Search code examples
rsmote

How to solve this error when applying SMOTE in R?


I am trying to apply smote to my dataset with the following code

dataset$target<- as.factor(dataset$target)
dataset <- SMOTE(target~ ., dataset, perc.over = 100, perc.under=200)
dataset$target <- as.numeric(dataset$target)

But I got the below error.

Warning message in smote.exs(data[minExs, ], ncol(data), perc.over, k):
“NAs introduced by coercion”
Warning message in smote.exs(data[minExs, ], ncol(data), perc.over, k):
“NAs introduced by coercion”
Warning message in smote.exs(data[minExs, ], ncol(data), perc.over, k):
“NAs introduced by coercion”
Error in factor(newCases[, a], levels = 1:nlevels(data[, a]), labels = levels(data[, : invalid 'labels'; length 0 should be 1 or 2
Traceback:

1. SMOTE(target ~ ., dataset, perc.over = 100, perc.under = 200)
2. smote.exs(data[minExs, ], ncol(data), perc.over, k)
3. factor(newCases[, a], levels = 1:nlevels(data[, a]), labels = levels(data[, 
 .     a]))
4. stop(gettextf("invalid 'labels'; length %d should be 1 or %d", 
 .     nlab, length(levels)), domain = NA)

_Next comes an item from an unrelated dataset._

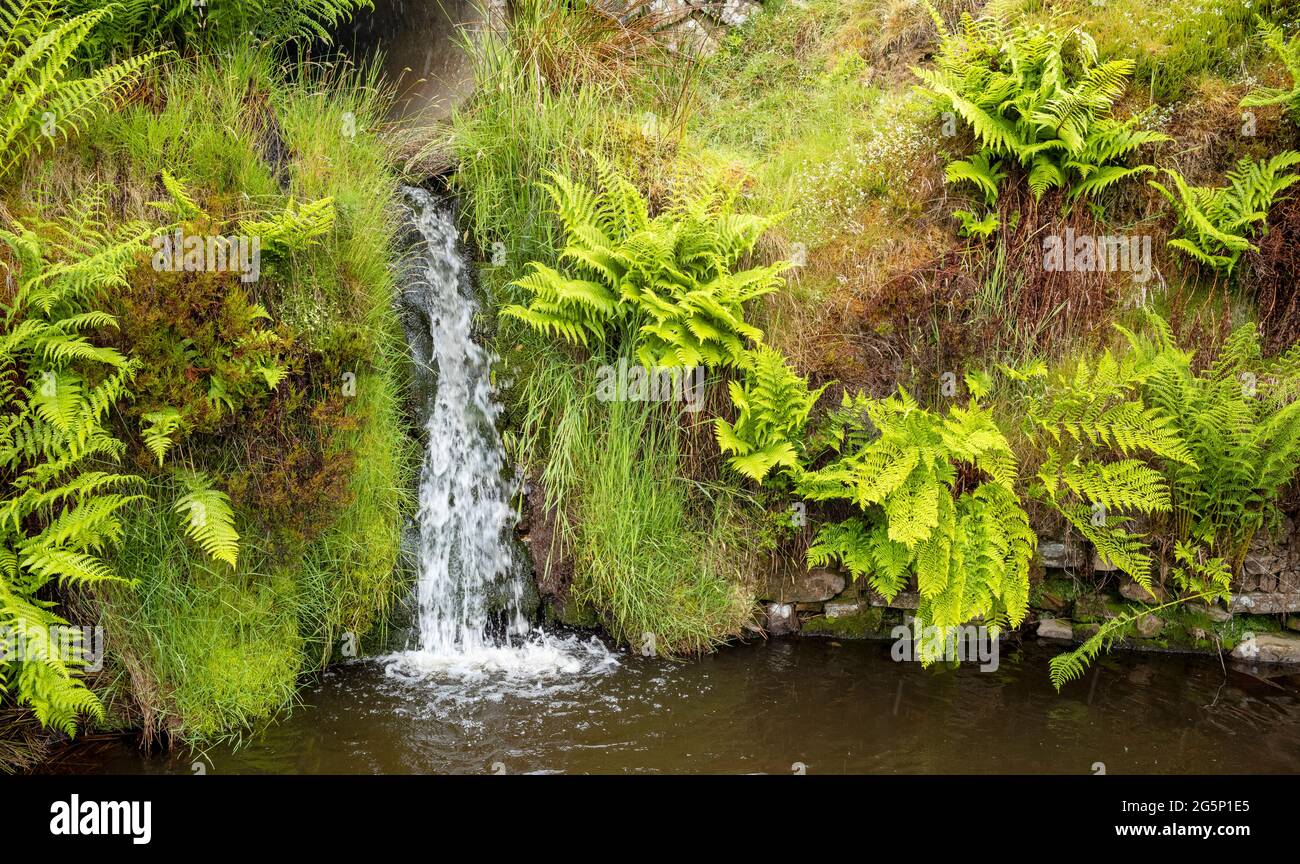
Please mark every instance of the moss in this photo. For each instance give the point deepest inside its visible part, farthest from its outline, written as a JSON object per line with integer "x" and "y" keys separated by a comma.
{"x": 867, "y": 624}
{"x": 319, "y": 465}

The target column contains 0 and 1

str(dataset$target)

And it return the following output

 Factor w/ 2 levels "0","1": 1 1 2 2 1 1 1 1 1 1 ...

May I know what's the problem here? I can't understand the error message.


Solution

  • I think this depends on the character columns in your data frame. SMOTE doesn't know how to generate new character observations based on your dataset. A possible solution is to drop the character column.

    library(data.table)
    library(DMwR)
    dataset <- fread("D:/archive/df.csv")
    set.seed(4)
    #sampling 10000 rows just for computational reasons
    dataset <- dataset[sample(1:nrow(dataset),10000),]
    dataset <- as.data.frame(dataset)
    dataset$isFraud<- factor(dataset$isFraud)
    table(dataset$isFraud)
    str(dataset)
    #drop the character column
    dataset <- dataset[,!sapply(dataset, is.character)]
    new.dataset <- SMOTE(isFraud ~ ., dataset, perc.over = 100, perc.under=200)
    table(new.dataset$isFraud)